Dr. Randall Williams, the new director of Missouri’s health department, lauds the approach.
“If someone comes in for an overdose, or they have a serious addiction, the brain is not thinking about anything else but doing it again,” Randall said. “If you can get (buprenorphine) in their system … it gives you an itty-bitty window to get hope in them.”
Until his sister said it, treatment hadn’t seemed like an option, Maness said. They found a spot in the third inpatient facility they called.
After the two-week program, Maness moved into a sober living house in south St. Louis, where he lived for nearly two years. For 10 months, he took medications to help him with withdrawal.
He got jobs doing peer support work at different treatment centers before ending up at Preferred Family Healthcare. He earned his drug counseling certification.
When the job as recovery coach became available, Bloodworth knew Maness would be perfect. “He’s like a recovery salesperson,” he said, “and that can be a tough sell.”
Five days before McMiller met Maness in the emergency room, McMiller had shown up high at his brother’s house. His brother yelled that McMiller must not care.
But he did. He loved his brother. He loved his children, his life. Seeing his older brother with tears in his eyes was a wake-up call.
“I thought I was only hurting myself. I thought that no one cared … but that was not the truth,” McMiller said. Maness convinced him to show up for treatment. There, McMiller learned to stop blaming himself for his younger brother’s death.
“Hurting myself wasn’t justifying anything,” McMiller said. “There’s nothing I could’ve done, nothing at all. So get yourself together, and live.”

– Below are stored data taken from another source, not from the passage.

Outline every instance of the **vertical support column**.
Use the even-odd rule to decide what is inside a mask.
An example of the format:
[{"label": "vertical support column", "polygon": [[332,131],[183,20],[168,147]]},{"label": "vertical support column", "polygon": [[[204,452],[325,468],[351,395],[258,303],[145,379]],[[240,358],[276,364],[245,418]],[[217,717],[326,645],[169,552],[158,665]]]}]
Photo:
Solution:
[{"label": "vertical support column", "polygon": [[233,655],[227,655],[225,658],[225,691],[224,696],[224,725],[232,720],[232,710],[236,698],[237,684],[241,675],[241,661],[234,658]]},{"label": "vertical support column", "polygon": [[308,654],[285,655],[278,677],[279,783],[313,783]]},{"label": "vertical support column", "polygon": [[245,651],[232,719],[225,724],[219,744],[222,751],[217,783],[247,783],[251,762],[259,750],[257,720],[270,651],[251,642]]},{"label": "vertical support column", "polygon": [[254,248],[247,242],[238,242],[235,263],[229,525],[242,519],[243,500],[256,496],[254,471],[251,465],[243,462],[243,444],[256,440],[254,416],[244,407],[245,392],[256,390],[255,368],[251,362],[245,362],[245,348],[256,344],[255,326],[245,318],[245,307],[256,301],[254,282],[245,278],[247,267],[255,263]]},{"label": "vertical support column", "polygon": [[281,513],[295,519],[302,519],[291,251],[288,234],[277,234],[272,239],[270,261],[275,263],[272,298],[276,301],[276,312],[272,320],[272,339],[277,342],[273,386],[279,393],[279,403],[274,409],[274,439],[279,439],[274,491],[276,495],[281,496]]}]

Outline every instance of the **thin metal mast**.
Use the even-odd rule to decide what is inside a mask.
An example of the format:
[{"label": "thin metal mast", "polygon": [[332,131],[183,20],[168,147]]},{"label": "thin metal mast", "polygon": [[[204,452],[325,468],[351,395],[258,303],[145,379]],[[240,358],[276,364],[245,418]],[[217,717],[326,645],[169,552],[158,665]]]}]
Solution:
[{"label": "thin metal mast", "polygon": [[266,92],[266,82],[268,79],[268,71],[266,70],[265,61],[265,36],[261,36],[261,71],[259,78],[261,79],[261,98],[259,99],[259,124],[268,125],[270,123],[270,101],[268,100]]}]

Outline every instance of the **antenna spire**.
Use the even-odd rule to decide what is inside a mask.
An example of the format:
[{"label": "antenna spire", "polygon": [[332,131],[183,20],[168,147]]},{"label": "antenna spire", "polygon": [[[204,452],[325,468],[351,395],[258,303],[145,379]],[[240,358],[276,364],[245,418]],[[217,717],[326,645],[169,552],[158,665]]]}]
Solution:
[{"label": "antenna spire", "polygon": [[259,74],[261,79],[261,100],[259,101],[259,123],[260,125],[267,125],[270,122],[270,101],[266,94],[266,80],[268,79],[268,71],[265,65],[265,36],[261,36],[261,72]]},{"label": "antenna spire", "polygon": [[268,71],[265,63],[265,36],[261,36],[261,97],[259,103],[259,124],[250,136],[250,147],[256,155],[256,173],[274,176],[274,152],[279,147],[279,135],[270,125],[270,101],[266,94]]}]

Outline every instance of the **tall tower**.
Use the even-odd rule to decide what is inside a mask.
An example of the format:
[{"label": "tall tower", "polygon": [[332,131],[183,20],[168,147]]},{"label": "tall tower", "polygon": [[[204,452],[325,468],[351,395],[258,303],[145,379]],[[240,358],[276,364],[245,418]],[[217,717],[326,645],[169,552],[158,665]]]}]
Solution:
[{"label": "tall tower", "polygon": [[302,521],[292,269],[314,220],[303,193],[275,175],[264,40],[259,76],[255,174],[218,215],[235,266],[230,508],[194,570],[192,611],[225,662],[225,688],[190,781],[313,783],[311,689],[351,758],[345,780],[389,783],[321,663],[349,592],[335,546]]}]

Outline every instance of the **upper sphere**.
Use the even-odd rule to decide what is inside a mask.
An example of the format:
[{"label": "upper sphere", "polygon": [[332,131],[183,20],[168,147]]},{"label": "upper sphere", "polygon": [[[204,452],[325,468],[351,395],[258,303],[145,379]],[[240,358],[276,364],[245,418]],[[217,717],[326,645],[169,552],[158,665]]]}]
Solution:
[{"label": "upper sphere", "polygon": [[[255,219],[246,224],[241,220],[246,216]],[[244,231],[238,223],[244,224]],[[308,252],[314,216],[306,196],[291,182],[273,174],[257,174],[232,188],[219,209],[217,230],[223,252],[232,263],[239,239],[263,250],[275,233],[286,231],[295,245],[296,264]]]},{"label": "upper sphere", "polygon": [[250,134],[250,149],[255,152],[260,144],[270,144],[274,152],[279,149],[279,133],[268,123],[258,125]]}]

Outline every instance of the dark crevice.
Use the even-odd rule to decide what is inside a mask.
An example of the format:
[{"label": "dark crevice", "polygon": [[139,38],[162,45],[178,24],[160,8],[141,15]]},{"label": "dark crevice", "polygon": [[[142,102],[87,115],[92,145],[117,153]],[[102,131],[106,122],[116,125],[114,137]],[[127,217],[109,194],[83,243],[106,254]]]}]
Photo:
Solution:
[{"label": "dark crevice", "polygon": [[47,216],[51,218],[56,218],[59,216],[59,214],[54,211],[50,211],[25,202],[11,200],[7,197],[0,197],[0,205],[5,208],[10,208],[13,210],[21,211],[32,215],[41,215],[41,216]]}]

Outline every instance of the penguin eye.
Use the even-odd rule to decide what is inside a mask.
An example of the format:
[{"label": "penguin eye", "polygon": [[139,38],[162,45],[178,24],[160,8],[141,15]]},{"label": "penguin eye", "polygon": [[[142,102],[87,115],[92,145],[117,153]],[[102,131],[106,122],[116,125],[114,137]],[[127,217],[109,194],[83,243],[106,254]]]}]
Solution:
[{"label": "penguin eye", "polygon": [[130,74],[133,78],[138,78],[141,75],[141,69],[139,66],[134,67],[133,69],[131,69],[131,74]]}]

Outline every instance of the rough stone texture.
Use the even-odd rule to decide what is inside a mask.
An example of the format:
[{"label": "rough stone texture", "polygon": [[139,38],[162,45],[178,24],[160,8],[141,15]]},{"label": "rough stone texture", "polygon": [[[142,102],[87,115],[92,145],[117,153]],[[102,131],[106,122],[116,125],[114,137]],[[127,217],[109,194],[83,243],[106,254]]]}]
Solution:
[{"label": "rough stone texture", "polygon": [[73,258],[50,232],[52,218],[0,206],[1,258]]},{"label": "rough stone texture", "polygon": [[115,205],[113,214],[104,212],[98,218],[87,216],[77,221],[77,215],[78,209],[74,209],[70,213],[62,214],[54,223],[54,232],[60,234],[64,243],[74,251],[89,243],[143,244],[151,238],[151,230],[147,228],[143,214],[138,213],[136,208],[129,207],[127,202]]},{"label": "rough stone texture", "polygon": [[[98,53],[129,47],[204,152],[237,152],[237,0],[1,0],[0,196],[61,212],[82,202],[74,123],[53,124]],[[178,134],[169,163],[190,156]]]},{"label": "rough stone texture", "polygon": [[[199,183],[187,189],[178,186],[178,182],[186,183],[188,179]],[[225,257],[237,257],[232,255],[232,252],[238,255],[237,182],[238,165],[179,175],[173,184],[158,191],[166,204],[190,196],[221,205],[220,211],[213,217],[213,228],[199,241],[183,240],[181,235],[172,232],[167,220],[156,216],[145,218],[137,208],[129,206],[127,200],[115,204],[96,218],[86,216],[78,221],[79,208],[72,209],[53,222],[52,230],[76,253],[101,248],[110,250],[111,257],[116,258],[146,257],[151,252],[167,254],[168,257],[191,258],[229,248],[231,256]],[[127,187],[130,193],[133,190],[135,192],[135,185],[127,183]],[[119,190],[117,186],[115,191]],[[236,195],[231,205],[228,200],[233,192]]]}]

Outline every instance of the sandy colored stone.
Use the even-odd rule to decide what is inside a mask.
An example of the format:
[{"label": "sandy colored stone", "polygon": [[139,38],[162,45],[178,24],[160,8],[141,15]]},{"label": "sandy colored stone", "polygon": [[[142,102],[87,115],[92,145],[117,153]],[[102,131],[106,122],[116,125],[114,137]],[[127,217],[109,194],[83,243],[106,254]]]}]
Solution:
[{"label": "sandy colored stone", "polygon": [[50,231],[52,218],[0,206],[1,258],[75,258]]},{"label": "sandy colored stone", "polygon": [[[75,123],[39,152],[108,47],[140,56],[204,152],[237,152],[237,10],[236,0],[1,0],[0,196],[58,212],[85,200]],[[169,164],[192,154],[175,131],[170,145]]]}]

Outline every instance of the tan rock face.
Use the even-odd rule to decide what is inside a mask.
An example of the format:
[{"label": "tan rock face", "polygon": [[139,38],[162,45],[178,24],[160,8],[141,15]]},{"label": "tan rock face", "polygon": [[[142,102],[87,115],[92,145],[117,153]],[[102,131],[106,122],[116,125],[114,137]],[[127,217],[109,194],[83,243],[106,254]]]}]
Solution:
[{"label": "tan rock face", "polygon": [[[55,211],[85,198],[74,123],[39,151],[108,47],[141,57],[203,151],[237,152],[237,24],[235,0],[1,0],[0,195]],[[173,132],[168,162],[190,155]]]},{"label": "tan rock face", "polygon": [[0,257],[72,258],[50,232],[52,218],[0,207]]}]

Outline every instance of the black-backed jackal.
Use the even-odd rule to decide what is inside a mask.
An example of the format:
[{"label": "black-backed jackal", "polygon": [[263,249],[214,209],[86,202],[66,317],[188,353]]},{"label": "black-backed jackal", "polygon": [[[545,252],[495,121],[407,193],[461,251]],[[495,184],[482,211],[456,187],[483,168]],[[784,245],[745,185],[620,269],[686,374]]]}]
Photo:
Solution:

Maness recently bought a house in south St. Louis County. He’s working on a college degree. Instead of filling the void in his life with drugs, he said, he’s filling it with helping others.
“I have a life today I didn’t know I wanted,” Maness said.
He understands addiction is a disease, one that often isn’t treated because of the crime, hurt and shame that comes along with it.
“But people change” he said. “It happens all the time. I see it every day.”